Este protocolo permite que las semillas se corten intactas para que no se desmoronen, lo que permite la visualización de gránulos de almidón en cualquier semilla que pueda caber en una punta de pipeta. El cono de plástico maleable soporta la estructura nativa de los tejidos y órganos secos, por lo que este colector barato y fácil permite procesar muchas muestras en poco tiempo. Para pasar de la ventaja de la microscopía forense aquí, el almidón resistente, algo que todos estamos buscando, la accesibilidad de las enzimas a ese almidón crudo, la amilólisis, el índice glucémico y los picos de glucosa, estos son parámetros centrales para criar mejores variedades de arroz para combatir la diabetes tipo 2 en todo el mundo hoy en día.
Y ahora es un gran placer presentarle al Dr. Kiah Barton. Barton es de nuestro laboratorio y utilizará la instalación de imágenes central de la facultad para mostrarle cómo se implementa esta técnica. Comience descascarillando los granos secos.
Coloque un solo grano en un tapón de goma plano en un banco de trabajo y asegúrese de que este tapón permanezca estacionario. Use un segundo tapón de goma plano para desgastar el grano girándolo contra el primer tapón de goma, luego retire las cáscaras del grano, teniendo cuidado de no romper el endospermo ni moler las semillas demasiado agresivamente entre los dos tapones de goma. Retire las cáscaras restantes con pinzas finas e inserte un grano descascarillado individual en una punta de pipeta de plástico de 250 microlitros.
Asegúrese de que el extremo embrionario del grano esté orientado hacia el extremo cónico de la punta de la pipeta. Inserte una segunda punta de pipeta de 250 microlitros para forzar el núcleo en la primera punta de pipeta y mantener el núcleo inmóvil durante la sección, teniendo cuidado de no dañar el núcleo ni doblar la segunda punta de pipeta. Coloque el conjunto de la punta de la pipeta plano en un banco de trabajo y manténgalo en su lugar con la mano.
Con la otra mano, use una cuchilla de bisturí afilada para cortar a través del centro del grano, cortando el extremo de la punta de la pipeta. Corte hacia abajo a través del ensamblaje y luego oriente la hoja del bisturí verticalmente para que las dos nuevas caras expuestas de la sección de la mano sean paralelas. Luego use el bisturí para cortar secciones de un milímetro de grosor del grano de arroz.
Para realizar la microscopía de luz reflejada, coloque las secciones transversales de arroz en un trozo de papel negro de calibre pesado. Obtenga imágenes de luz de las secciones transversales utilizando un microscopio estereoscópico con cuellos de cisne montados para una iluminación oblicua, utilizando al menos 10 veces el aumento. Las secciones de Nipponbare y ssg1 de tipo salvaje se examinaron bajo aumentos de 260 veces, 920 veces y 4, 200 veces.

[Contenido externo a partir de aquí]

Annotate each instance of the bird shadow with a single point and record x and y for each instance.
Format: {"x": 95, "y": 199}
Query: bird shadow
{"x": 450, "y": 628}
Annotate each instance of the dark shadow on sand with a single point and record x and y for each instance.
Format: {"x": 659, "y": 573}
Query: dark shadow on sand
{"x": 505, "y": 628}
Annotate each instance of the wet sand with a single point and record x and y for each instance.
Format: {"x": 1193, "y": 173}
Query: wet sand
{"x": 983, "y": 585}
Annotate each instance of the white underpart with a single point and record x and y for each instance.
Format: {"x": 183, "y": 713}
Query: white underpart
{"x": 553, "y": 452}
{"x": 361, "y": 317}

Cuando se prepararon adecuadamente, las secciones de arroz tenían aproximadamente 0,9 milímetros de grosor con una ruptura mínima del endospermo y capas intactas de pericarpio y aleurona. Esta técnica permite la preparación de secciones de calidad suficiente para observar toda la célula del endospermo, gránulos compuestos de almidón y subgránulos individuales. Los productores de granos translúcidos, como la línea híbrida de almidón resistente de tipo salvaje, Zhehui 7954 y el mutante RS111 generado por cobalto, produjeron gránulos de almidón poliédrico apretados, que es el fenotipo normal de endospermo de arroz.
Las imágenes SEM de los productores de granos de tiza, la variedad comercial Ye Tang y RS4, mostraban gránulos de almidón que eran redondos y vagamente empaquetados. Xiushiu 11 de tipo salvaje y su mutante KMD1, que expresó el gen Cry1Ab para inhibir la depredación de insectos, tenían secciones y morfotipos de endospermo similares a las líneas de almidón resistente translúcido. Esta técnica se puede aplicar a semillas de otras especies.
El modelo monocotiledónea, Brachypodium distachyon, produce semillas muy duras, pero aún así fue posible obtener una sección transversal intacta. Las secciones transversales intactas también se produjeron a partir de trigo de invierno suave y blanco. Este método de detección rápido y barato para mirar dentro de las estructuras biológicas se puede aplicar a patas de insectos, espigas de árboles de locus bean, espinos, espinas de peces o cualquier campo de microscopía forense que pueda beneficiarse de esta configuración de soporte de muestra.
Después de realizar este protocolo, el recubrimiento por pulverización para electromicroscopía, la tinción con colorantes fluorescentes específicos y la aplicación de calcafluor para teñir un espesor de pared celular de beta glucano en líneas mutantes de avena y cebada son algunas formas rápidas de abordar el fitomejoramiento con detección rápida de fenotipos.